Any help is appreciated. Thank you.

russ_watters
Mentor
If there is no motion, there is no work performed on the box, period. Your body, no the other hand, is constantly using chemical energy (equivalent to work), whether you are pushing on the box or not. When you push on the box and fail to move it, what can really be said, then is that the chemical to mechanical energy conversion efficiency is zero and all of that energy is converted to heat.

If there is no motion, there is no work performed on the box, period. Your body, no the other hand, is constantly using chemical energy (equivalent to work), whether you are pushing on the box or not. When you push on the box and fail to move it, what can really be said, then is that the chemical to mechanical energy conversion efficiency is zero and all of that energy is converted to heat.
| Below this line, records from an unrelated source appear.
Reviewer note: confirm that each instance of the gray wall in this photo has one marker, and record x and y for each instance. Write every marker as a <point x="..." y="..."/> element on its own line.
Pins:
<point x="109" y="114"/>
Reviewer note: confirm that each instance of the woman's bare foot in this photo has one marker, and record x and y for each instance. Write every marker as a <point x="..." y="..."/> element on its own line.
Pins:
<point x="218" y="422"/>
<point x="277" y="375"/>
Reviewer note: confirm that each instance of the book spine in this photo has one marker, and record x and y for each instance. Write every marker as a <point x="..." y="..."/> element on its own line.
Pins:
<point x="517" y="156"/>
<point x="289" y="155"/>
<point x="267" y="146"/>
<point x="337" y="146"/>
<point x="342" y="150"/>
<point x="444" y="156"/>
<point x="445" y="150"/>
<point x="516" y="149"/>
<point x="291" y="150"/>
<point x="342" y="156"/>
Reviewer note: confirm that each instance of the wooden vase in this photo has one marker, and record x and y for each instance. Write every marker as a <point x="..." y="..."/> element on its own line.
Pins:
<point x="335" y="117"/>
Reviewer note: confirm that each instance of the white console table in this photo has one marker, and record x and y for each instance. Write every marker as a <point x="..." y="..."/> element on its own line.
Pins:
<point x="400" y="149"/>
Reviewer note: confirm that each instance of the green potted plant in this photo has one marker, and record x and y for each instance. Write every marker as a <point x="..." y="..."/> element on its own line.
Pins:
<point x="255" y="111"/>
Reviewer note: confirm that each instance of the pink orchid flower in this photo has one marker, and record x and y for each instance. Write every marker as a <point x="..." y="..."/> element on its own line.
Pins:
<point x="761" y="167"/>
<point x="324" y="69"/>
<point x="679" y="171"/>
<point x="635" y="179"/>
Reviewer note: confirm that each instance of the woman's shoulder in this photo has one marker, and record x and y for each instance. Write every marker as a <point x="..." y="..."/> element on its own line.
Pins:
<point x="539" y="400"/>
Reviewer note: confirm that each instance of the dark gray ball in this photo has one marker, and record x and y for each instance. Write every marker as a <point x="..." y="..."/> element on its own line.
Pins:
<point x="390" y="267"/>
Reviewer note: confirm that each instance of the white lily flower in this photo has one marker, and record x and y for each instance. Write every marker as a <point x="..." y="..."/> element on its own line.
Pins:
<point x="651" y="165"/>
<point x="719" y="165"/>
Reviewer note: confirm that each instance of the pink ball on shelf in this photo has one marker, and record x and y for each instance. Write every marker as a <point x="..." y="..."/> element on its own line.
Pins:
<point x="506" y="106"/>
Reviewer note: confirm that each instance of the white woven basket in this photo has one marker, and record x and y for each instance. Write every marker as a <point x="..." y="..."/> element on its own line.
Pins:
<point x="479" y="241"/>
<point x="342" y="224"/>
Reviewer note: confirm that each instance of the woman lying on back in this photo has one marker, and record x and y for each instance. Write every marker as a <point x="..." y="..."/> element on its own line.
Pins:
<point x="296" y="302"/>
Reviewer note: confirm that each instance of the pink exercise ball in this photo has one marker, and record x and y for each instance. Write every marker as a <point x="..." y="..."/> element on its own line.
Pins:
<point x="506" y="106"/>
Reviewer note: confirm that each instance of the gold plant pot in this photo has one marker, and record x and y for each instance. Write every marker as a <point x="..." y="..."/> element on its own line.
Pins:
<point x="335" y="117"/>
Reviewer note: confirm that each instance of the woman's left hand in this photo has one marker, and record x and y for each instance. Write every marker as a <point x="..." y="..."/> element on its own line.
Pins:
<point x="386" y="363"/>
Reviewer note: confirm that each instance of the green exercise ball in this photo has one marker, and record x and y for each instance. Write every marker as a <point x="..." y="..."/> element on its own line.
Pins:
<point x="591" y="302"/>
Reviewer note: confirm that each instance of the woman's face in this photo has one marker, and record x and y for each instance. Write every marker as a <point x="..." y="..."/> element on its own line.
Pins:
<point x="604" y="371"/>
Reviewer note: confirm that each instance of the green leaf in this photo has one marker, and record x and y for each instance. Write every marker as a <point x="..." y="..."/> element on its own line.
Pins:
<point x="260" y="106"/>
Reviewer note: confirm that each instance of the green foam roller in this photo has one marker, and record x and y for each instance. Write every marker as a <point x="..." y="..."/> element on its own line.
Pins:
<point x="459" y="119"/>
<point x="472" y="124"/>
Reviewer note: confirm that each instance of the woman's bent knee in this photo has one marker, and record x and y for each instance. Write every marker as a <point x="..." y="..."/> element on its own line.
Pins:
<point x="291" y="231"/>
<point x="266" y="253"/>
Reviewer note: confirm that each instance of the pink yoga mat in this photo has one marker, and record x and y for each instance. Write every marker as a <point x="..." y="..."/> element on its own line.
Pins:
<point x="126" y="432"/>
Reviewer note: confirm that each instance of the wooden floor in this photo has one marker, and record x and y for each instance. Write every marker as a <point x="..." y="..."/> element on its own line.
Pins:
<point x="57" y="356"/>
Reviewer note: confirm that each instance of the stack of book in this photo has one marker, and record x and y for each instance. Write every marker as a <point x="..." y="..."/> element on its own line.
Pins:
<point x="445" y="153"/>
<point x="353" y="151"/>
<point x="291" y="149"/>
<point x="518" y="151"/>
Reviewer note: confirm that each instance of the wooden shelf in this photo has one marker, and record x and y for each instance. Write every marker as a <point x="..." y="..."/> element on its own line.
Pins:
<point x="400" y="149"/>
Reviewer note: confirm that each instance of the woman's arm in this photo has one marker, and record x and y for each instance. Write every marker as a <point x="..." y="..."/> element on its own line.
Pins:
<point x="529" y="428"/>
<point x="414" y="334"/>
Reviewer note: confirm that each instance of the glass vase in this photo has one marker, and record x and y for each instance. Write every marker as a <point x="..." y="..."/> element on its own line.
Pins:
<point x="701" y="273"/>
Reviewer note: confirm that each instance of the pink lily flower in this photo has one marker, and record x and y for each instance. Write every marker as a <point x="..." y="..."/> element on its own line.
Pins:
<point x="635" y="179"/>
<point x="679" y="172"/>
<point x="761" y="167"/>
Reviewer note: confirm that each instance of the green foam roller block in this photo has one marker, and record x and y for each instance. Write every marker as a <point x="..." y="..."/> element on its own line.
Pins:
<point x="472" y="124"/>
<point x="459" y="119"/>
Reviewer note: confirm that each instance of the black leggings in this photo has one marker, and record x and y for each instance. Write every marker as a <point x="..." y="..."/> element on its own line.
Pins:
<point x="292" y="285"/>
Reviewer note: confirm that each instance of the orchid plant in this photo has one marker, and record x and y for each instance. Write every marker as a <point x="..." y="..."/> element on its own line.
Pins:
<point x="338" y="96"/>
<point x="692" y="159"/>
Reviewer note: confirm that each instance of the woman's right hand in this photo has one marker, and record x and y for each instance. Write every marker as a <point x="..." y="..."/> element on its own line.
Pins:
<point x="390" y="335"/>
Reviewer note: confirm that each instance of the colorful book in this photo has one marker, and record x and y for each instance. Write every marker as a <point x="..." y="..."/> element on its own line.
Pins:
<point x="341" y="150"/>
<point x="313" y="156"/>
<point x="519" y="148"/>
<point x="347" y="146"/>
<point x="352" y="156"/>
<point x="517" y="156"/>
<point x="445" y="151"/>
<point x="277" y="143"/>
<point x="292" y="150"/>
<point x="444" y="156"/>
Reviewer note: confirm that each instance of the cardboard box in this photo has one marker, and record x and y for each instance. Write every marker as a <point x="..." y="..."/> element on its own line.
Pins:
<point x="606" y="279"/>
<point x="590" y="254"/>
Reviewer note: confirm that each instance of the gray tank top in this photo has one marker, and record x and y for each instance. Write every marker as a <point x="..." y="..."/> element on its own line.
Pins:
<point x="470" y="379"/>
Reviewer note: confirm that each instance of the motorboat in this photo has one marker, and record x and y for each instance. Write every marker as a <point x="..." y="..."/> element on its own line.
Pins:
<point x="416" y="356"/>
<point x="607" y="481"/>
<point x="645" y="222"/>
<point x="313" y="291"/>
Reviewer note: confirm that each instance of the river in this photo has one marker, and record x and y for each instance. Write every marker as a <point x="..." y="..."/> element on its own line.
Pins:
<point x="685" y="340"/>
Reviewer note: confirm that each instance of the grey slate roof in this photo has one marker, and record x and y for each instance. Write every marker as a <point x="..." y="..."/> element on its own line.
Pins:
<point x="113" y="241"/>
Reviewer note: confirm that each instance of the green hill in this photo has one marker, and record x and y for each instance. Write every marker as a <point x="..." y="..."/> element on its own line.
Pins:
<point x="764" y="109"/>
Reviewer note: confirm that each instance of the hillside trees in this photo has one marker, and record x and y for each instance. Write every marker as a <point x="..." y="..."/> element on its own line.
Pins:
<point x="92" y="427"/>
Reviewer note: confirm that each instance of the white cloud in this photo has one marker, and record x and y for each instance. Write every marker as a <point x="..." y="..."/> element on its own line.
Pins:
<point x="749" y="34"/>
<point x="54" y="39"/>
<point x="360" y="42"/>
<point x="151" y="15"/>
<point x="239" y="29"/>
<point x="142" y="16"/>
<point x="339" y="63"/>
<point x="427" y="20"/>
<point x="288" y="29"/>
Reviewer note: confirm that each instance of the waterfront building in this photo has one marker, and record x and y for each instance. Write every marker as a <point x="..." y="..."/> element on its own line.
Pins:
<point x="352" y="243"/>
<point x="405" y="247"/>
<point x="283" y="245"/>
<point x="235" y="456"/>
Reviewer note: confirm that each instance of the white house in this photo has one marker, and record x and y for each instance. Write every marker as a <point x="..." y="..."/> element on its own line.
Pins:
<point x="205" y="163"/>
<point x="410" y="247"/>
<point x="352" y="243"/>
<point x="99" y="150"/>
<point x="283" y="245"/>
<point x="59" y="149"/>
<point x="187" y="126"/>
ya, thanks, I get your meaning, but if the box is moving, for example, at a constant velocity. It is evident that the friction balances the applied force, but on the other hand the box's KE is not increasing. So the work done converts to heat energy again? But in this case, the box is really moving, the work done should not be zero?

If I push a heavy box on the ground but it doesn't move at all (due to friction), the work done on the box is of course zero. But where does the work I done go? From a website, it says the work is done on myself (in the muscle whatsoever), which I find weird because once it moves, the work is done against friction? Or in both cases it is done against friction?
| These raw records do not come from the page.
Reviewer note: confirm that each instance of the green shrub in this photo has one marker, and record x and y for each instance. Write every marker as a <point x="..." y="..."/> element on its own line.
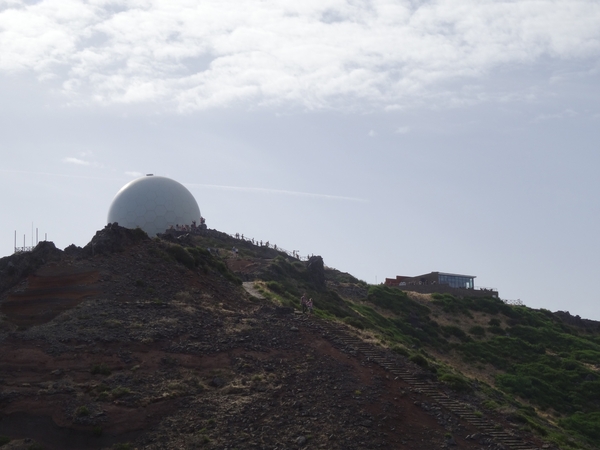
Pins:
<point x="181" y="255"/>
<point x="477" y="331"/>
<point x="419" y="360"/>
<point x="120" y="391"/>
<point x="354" y="322"/>
<point x="82" y="411"/>
<point x="100" y="369"/>
<point x="452" y="330"/>
<point x="455" y="382"/>
<point x="586" y="425"/>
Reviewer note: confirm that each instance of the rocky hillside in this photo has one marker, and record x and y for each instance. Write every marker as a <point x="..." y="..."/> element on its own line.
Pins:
<point x="181" y="343"/>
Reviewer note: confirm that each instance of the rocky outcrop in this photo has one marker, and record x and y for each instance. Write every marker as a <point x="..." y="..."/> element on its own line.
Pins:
<point x="113" y="238"/>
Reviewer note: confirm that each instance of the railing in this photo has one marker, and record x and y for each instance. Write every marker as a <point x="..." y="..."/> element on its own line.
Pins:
<point x="293" y="254"/>
<point x="485" y="288"/>
<point x="517" y="302"/>
<point x="23" y="249"/>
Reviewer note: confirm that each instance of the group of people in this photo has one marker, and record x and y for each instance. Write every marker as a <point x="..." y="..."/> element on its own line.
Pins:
<point x="307" y="305"/>
<point x="193" y="228"/>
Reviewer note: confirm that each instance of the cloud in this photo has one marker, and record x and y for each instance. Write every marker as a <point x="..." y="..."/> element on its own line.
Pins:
<point x="76" y="161"/>
<point x="278" y="192"/>
<point x="336" y="54"/>
<point x="568" y="113"/>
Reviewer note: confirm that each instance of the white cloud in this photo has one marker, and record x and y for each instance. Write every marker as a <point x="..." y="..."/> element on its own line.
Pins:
<point x="567" y="113"/>
<point x="329" y="54"/>
<point x="83" y="162"/>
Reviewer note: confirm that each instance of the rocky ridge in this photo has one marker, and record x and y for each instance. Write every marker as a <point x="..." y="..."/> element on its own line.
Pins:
<point x="128" y="348"/>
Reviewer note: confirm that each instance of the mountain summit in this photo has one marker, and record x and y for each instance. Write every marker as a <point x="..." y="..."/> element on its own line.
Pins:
<point x="188" y="341"/>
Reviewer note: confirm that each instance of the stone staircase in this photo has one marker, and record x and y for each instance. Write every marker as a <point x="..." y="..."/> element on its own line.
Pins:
<point x="340" y="338"/>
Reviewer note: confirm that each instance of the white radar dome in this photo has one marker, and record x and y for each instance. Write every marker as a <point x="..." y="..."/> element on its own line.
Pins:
<point x="154" y="204"/>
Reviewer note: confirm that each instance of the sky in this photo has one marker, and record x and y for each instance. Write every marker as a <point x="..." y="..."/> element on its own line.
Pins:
<point x="390" y="137"/>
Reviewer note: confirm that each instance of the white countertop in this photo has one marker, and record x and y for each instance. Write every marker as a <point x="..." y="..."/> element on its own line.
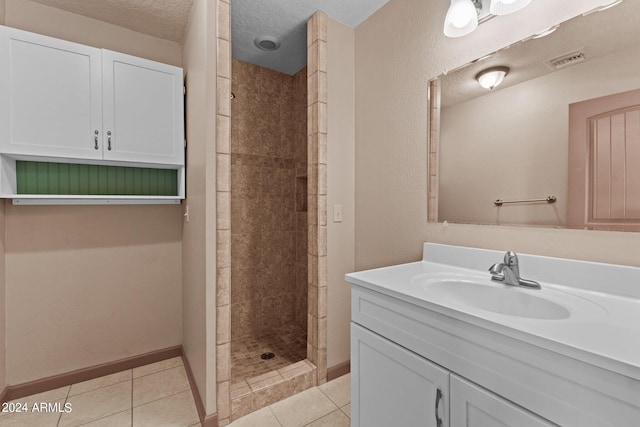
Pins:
<point x="603" y="328"/>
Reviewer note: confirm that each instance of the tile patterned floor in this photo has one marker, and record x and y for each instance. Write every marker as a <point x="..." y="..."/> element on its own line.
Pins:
<point x="328" y="405"/>
<point x="159" y="395"/>
<point x="289" y="344"/>
<point x="154" y="395"/>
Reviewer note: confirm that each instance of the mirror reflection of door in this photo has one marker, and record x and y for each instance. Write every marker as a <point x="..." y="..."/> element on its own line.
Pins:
<point x="604" y="163"/>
Any help is appreciated. Thank you.

The way I see it, the work done in your example equals the electromagnetic atomic reactions integrated over related deformations of the ground-person-box circuit.

russ_watters
Mentor
ya, thanks, I get your meaning, but if the box is moving, for example, at a constant velocity. It is evident that the friction balances the applied force, but on the other hand the box's KE is not increasing. So the work done converts to heat energy again? But in this case, the box is really moving, the work done should not be zero?
Yes, on both counts. Ultimately, pretty much all mechanical energy (on earth, at least) ends up as heat. One exception would be carrying a weight up a hill and leaving it there...

russ_watters
Mentor
The way I see it, the work done in your example equals the electromagnetic atomic reactions integrated over related deformations of the ground-person-box circuit.
"The ground-person-box circuit" defoms once, but the body will continue to release energy indefinitely.
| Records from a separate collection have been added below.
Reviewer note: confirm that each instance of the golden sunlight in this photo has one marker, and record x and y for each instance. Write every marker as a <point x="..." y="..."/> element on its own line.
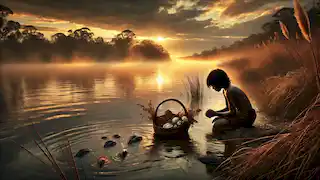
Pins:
<point x="160" y="80"/>
<point x="160" y="38"/>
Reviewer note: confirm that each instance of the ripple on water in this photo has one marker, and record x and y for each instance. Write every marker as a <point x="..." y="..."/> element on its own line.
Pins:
<point x="148" y="157"/>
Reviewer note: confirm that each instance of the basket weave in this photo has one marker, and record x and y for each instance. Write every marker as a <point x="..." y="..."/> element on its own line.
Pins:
<point x="180" y="131"/>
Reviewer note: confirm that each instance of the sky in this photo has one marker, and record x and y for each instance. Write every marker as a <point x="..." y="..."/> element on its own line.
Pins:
<point x="183" y="27"/>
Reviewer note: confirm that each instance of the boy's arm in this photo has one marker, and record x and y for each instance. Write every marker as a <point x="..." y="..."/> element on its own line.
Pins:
<point x="226" y="108"/>
<point x="230" y="110"/>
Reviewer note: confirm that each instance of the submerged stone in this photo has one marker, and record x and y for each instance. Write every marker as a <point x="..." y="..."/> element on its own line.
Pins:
<point x="102" y="160"/>
<point x="122" y="155"/>
<point x="109" y="144"/>
<point x="117" y="136"/>
<point x="82" y="152"/>
<point x="210" y="159"/>
<point x="134" y="139"/>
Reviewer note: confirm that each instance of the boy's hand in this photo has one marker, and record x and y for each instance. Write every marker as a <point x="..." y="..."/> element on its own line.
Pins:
<point x="210" y="113"/>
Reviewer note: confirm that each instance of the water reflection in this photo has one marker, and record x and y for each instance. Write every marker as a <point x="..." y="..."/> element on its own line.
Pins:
<point x="172" y="148"/>
<point x="86" y="103"/>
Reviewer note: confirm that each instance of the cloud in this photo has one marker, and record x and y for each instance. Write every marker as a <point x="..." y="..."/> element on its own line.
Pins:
<point x="183" y="19"/>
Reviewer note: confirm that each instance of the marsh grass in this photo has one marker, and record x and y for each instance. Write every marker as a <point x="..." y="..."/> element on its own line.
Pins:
<point x="194" y="91"/>
<point x="49" y="157"/>
<point x="294" y="155"/>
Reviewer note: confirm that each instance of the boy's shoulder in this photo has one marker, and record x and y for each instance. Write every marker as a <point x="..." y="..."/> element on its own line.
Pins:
<point x="233" y="89"/>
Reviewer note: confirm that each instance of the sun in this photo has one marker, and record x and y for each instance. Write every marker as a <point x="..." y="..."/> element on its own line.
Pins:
<point x="160" y="38"/>
<point x="160" y="80"/>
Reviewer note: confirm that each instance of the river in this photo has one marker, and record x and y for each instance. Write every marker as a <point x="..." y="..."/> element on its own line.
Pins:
<point x="83" y="102"/>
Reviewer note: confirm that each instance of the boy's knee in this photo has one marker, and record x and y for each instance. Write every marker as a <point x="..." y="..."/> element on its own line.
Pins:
<point x="220" y="125"/>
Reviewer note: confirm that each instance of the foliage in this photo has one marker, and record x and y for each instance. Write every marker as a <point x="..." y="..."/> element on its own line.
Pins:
<point x="78" y="44"/>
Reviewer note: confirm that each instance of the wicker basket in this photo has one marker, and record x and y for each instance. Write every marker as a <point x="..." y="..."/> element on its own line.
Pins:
<point x="182" y="130"/>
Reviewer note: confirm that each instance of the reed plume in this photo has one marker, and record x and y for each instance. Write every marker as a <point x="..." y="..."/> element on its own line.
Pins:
<point x="302" y="20"/>
<point x="284" y="30"/>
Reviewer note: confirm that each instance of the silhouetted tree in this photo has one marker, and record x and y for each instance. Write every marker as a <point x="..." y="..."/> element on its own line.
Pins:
<point x="149" y="50"/>
<point x="32" y="45"/>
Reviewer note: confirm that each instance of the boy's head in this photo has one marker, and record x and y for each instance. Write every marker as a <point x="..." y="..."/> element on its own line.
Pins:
<point x="218" y="79"/>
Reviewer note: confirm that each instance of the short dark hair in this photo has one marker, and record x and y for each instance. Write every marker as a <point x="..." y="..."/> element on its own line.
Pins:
<point x="218" y="78"/>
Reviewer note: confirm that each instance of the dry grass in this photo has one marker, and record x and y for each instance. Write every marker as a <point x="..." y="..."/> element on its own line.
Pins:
<point x="45" y="150"/>
<point x="194" y="91"/>
<point x="294" y="155"/>
<point x="291" y="156"/>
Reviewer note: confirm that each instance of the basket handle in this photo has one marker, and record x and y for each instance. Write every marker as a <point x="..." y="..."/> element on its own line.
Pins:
<point x="179" y="102"/>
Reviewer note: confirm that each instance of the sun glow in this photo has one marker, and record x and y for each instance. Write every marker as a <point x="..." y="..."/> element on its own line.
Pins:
<point x="160" y="80"/>
<point x="160" y="38"/>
Yes, on both counts. Ultimately, pretty much all mechanical energy (on earth, at least) ends up as heat. One exception would be carrying a weight up a hill and leaving it there...

so you mean work done on the box = Fs
work done by friction = -fs
so no net work done on the box? All work done (both by me and the friction) dissipated as heat energy?

it sounds reasonable to me.

so what does "work done against friction" mean?

russ_watters
Mentor
so you mean work done on the box = Fs
work done by friction = -fs
so no net work done on the box? All work done (both by me and the friction) dissipated as heat energy?
Correct.
so what does "work done against friction" mean?
Not sure what you are still confused about - you explained it well enough above!